As a couple, Mitchell says, they’d always been interested in supporting the fight for social justice. When they faced the occasional backlash for being an interracial couple — he was white, she is Black — Foster always stood up for them. “Garrett was always online, actively debating with people,” she says. “He was always fighting for me and fighting for this relationship. We just kept living our lives and not really caring about what other people are saying.”

The murder of George Floyd in 2020 spurred them to join the protest movement that sprang up nationwide against police brutality. “He was always gonna go out there,” she says. “I can’t think of a time that we wouldn’t have done that. Seeing this go on for years, me and Garrett had had multiple conversations about it. We decided to go out and be out there and voice our concerns.”

The protests of that summer were scary. Mitchell recalls police shooting protesters with bean bags and rubber bullets and throwing tear gas canisters into the crowd. “There was so much going on, like people getting hit with batons and being maced in the face, being thrown to the ground; it definitely wasn’t safe,” she says. “That’s why Garrett was carrying.”

Since the trial began, Mitchell says she’s seen an uptick in hateful messages directed at herself and Foster, whom she says she still hasn’t had time to properly grieve. “I’ve gotten some really disgusting messages from people,” she says, including people suggesting Foster deserved what happened to him. “After it all happened, it was just awful, and now, with all this happening, it’s starting up again.”
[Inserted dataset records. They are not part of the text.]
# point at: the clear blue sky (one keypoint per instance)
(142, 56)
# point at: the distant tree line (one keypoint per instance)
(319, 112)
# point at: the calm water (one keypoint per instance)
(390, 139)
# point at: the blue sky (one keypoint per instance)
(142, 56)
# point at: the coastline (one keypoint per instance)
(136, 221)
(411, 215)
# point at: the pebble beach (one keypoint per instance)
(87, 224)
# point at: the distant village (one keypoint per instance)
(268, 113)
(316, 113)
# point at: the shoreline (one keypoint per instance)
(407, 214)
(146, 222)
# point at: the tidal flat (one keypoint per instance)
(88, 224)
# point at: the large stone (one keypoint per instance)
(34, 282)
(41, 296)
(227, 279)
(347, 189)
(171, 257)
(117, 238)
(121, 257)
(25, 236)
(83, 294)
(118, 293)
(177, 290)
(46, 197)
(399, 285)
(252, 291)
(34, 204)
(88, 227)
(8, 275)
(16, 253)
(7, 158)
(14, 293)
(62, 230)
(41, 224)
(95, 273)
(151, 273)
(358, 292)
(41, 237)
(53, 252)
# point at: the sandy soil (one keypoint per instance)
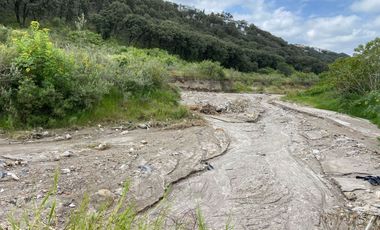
(274, 165)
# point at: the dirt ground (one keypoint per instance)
(259, 163)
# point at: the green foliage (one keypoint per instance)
(190, 33)
(47, 86)
(352, 85)
(204, 70)
(43, 83)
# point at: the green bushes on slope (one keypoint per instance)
(352, 85)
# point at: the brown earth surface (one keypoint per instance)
(272, 165)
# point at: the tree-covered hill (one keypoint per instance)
(190, 33)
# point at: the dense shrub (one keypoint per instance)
(4, 33)
(42, 83)
(359, 74)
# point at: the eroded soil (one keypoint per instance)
(274, 165)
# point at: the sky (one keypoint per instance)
(337, 25)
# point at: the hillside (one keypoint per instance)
(190, 33)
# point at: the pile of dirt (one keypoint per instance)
(209, 110)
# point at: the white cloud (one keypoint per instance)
(367, 6)
(340, 33)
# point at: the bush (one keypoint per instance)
(4, 33)
(42, 83)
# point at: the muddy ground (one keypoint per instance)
(259, 163)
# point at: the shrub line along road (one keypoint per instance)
(287, 166)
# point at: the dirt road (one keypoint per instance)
(271, 165)
(283, 172)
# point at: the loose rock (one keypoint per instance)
(144, 142)
(66, 171)
(143, 126)
(67, 154)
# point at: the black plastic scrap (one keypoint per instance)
(373, 180)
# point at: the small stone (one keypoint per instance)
(145, 169)
(104, 193)
(123, 167)
(67, 154)
(59, 138)
(103, 198)
(350, 196)
(119, 191)
(144, 142)
(68, 137)
(66, 171)
(13, 176)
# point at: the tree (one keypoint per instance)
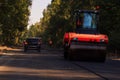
(14, 19)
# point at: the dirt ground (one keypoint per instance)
(7, 49)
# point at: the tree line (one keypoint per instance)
(14, 16)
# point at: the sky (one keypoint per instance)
(37, 9)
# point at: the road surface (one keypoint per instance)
(50, 65)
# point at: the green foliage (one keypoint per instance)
(14, 16)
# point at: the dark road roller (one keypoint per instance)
(86, 43)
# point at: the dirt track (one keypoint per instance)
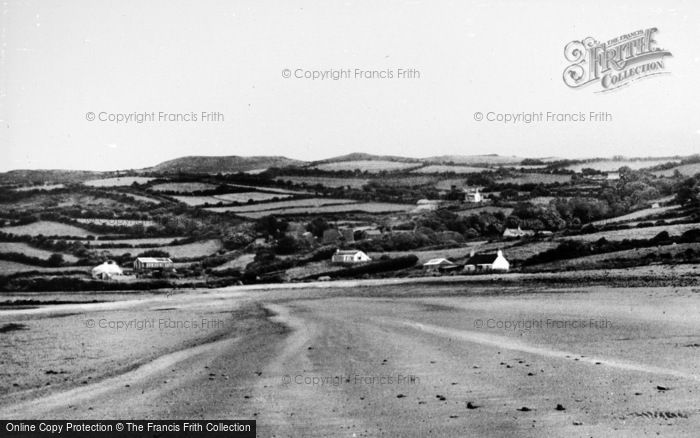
(401, 360)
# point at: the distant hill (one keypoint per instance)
(42, 176)
(223, 164)
(491, 159)
(361, 156)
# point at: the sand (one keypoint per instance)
(383, 360)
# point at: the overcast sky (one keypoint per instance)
(62, 60)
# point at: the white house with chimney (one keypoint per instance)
(108, 270)
(487, 262)
(473, 195)
(349, 257)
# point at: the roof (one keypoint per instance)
(482, 259)
(434, 262)
(347, 252)
(154, 259)
(108, 266)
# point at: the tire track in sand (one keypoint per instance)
(511, 344)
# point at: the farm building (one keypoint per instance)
(473, 195)
(439, 265)
(107, 270)
(153, 264)
(517, 233)
(487, 262)
(366, 232)
(331, 236)
(426, 205)
(350, 256)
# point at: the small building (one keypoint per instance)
(348, 234)
(487, 262)
(426, 205)
(472, 195)
(107, 271)
(517, 233)
(366, 232)
(142, 264)
(349, 257)
(440, 264)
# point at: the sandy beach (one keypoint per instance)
(374, 360)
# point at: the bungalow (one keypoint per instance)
(349, 256)
(517, 233)
(487, 262)
(439, 265)
(426, 205)
(473, 195)
(142, 264)
(107, 271)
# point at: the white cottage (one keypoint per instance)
(487, 262)
(350, 256)
(107, 270)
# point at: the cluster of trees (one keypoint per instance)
(570, 249)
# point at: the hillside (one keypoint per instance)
(361, 156)
(223, 164)
(491, 159)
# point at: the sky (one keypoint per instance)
(62, 61)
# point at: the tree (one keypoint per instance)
(271, 226)
(688, 193)
(317, 226)
(55, 259)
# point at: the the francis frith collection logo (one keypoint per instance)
(614, 63)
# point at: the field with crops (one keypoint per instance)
(23, 248)
(190, 250)
(115, 222)
(365, 207)
(613, 165)
(438, 168)
(536, 178)
(355, 183)
(310, 202)
(635, 233)
(230, 198)
(685, 169)
(40, 187)
(47, 228)
(183, 187)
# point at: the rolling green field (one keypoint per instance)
(118, 181)
(47, 228)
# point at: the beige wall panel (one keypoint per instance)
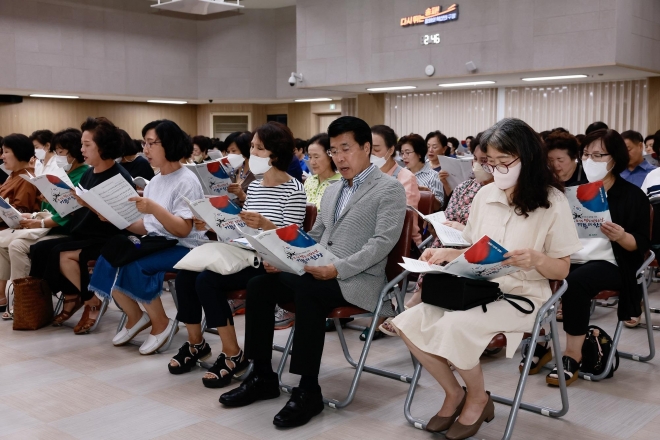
(57, 114)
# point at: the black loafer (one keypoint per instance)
(255, 387)
(301, 407)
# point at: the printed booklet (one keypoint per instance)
(481, 261)
(290, 249)
(590, 208)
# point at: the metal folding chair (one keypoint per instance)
(395, 288)
(546, 314)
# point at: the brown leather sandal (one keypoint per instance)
(64, 315)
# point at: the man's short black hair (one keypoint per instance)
(350, 124)
(175, 142)
(69, 140)
(20, 145)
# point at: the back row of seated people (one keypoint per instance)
(360, 219)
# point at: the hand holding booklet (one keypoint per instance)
(110, 199)
(290, 249)
(481, 261)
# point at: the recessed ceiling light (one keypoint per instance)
(164, 101)
(468, 84)
(547, 78)
(384, 89)
(37, 95)
(313, 99)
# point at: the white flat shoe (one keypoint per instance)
(154, 342)
(126, 334)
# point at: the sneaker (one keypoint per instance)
(283, 319)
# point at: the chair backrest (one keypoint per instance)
(401, 248)
(310, 217)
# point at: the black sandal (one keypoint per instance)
(571, 372)
(542, 355)
(186, 358)
(240, 365)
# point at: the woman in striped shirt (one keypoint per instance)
(274, 200)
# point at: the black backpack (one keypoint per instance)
(595, 351)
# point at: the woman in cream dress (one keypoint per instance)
(525, 211)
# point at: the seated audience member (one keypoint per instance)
(638, 168)
(413, 150)
(275, 201)
(458, 209)
(136, 165)
(598, 125)
(324, 170)
(17, 150)
(300, 151)
(361, 220)
(525, 211)
(562, 150)
(238, 143)
(201, 147)
(167, 215)
(63, 262)
(605, 263)
(44, 151)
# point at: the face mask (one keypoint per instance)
(480, 174)
(378, 161)
(259, 165)
(594, 170)
(508, 180)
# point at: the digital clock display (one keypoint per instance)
(430, 39)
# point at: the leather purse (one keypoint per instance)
(457, 293)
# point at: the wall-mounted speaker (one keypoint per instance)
(11, 99)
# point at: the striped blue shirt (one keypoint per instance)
(348, 191)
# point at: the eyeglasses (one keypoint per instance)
(594, 156)
(149, 144)
(502, 168)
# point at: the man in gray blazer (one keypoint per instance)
(360, 221)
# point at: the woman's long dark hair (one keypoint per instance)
(513, 136)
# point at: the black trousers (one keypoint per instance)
(313, 298)
(208, 290)
(584, 282)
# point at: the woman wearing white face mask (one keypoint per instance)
(15, 248)
(527, 213)
(606, 263)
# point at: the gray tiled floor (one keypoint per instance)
(55, 385)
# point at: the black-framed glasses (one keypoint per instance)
(594, 156)
(502, 168)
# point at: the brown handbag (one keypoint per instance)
(33, 304)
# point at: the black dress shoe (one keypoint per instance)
(301, 407)
(254, 387)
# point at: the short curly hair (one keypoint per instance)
(69, 140)
(278, 139)
(176, 142)
(106, 136)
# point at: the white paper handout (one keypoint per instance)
(482, 261)
(459, 170)
(57, 190)
(290, 249)
(590, 208)
(221, 215)
(214, 178)
(9, 214)
(447, 235)
(110, 199)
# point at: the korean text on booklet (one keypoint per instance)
(590, 208)
(57, 190)
(221, 215)
(290, 249)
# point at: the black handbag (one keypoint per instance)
(121, 250)
(457, 293)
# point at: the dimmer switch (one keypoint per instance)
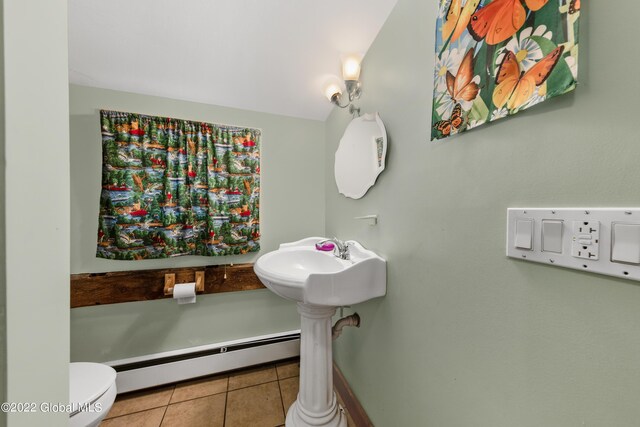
(524, 234)
(625, 243)
(552, 236)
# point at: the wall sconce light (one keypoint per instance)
(351, 76)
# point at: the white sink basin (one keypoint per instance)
(299, 272)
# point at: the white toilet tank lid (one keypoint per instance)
(89, 381)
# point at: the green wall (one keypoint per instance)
(3, 249)
(36, 206)
(465, 336)
(292, 177)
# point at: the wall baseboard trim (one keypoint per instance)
(170, 367)
(350, 402)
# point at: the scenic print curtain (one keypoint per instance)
(495, 58)
(175, 187)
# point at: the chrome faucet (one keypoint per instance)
(341, 247)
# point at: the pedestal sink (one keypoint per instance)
(319, 282)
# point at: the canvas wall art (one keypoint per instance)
(495, 58)
(173, 187)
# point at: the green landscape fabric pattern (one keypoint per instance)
(175, 187)
(495, 58)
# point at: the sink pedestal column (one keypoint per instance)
(316, 404)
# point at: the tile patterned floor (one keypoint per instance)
(257, 397)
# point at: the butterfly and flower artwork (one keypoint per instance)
(495, 58)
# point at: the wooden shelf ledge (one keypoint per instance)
(146, 285)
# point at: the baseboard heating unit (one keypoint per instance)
(168, 367)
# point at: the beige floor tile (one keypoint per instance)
(289, 391)
(140, 401)
(259, 405)
(252, 377)
(150, 418)
(288, 369)
(199, 388)
(203, 412)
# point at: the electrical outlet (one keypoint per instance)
(585, 242)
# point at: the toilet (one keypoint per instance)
(92, 391)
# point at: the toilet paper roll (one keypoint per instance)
(185, 293)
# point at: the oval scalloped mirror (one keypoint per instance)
(360, 157)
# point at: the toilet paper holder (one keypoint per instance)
(170, 282)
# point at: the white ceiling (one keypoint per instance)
(263, 55)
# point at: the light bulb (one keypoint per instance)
(351, 68)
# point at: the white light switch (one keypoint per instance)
(625, 243)
(524, 234)
(552, 236)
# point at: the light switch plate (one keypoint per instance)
(597, 231)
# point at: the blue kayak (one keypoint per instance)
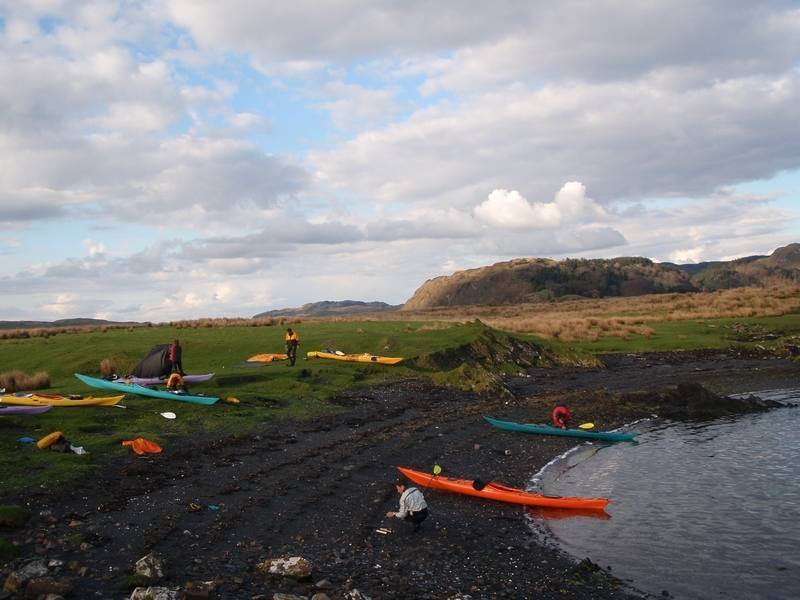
(132, 388)
(608, 436)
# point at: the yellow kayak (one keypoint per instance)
(371, 358)
(56, 400)
(267, 357)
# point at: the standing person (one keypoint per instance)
(561, 416)
(176, 357)
(292, 342)
(413, 507)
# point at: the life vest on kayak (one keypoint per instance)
(560, 416)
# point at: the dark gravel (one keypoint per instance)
(319, 489)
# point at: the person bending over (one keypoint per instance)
(176, 357)
(413, 507)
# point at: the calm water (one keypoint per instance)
(702, 510)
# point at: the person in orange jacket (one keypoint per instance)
(292, 342)
(561, 416)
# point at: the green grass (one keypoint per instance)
(274, 391)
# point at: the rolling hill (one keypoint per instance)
(538, 279)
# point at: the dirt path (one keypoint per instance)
(320, 489)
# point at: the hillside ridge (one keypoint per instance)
(523, 280)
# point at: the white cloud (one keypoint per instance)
(94, 248)
(510, 210)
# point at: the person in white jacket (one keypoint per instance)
(413, 507)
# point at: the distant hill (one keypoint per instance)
(62, 323)
(327, 308)
(538, 279)
(782, 266)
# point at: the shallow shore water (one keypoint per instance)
(723, 490)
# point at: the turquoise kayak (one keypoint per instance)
(132, 388)
(607, 436)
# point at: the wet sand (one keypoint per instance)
(319, 489)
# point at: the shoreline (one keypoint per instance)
(319, 489)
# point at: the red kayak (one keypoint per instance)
(500, 492)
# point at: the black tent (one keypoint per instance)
(155, 364)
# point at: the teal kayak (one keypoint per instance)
(607, 436)
(132, 388)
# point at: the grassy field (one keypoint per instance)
(276, 391)
(266, 392)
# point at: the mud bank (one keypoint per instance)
(215, 508)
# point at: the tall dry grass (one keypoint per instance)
(592, 319)
(17, 381)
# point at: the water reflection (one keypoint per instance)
(724, 490)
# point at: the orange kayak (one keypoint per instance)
(502, 493)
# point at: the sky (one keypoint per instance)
(183, 159)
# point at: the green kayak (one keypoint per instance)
(607, 436)
(132, 388)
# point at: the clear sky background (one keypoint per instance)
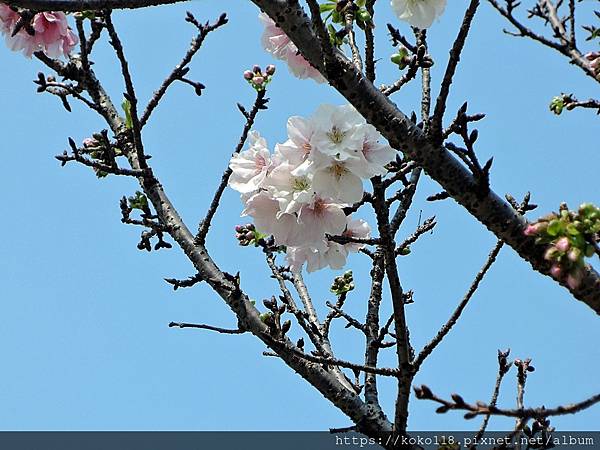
(83, 331)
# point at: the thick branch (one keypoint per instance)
(489, 208)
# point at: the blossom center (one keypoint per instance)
(338, 170)
(300, 184)
(336, 135)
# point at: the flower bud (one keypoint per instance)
(531, 230)
(574, 279)
(574, 255)
(562, 244)
(90, 142)
(556, 271)
(551, 253)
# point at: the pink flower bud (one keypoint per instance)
(90, 142)
(562, 244)
(574, 254)
(531, 229)
(574, 279)
(550, 253)
(556, 271)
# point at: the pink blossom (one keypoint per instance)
(318, 218)
(276, 42)
(264, 209)
(52, 34)
(298, 147)
(249, 168)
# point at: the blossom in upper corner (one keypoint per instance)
(276, 42)
(51, 33)
(419, 13)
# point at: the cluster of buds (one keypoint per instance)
(343, 284)
(272, 318)
(403, 59)
(594, 61)
(100, 149)
(247, 235)
(259, 79)
(570, 237)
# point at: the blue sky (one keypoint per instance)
(84, 335)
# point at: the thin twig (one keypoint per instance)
(205, 327)
(259, 103)
(428, 349)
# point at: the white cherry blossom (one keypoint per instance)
(298, 194)
(264, 209)
(250, 167)
(276, 42)
(419, 13)
(319, 217)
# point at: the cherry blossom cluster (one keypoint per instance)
(419, 13)
(276, 42)
(570, 237)
(47, 32)
(298, 193)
She wants people to remember Foster for his humanity — his love of fantasy role-playing games like Warhammer and RuneScape, and his devotion to her and their pets: a snake named Lil Rick, and Beetlejuice, who is a hefty lizard known as a tegu. “Garrett was a reptile dad through and through,” she says. “I just think people forget that people are deeply impacted by this. And Garrett was an amazing person who did not deserve this. And he had the right to open carry. I just don’t understand.”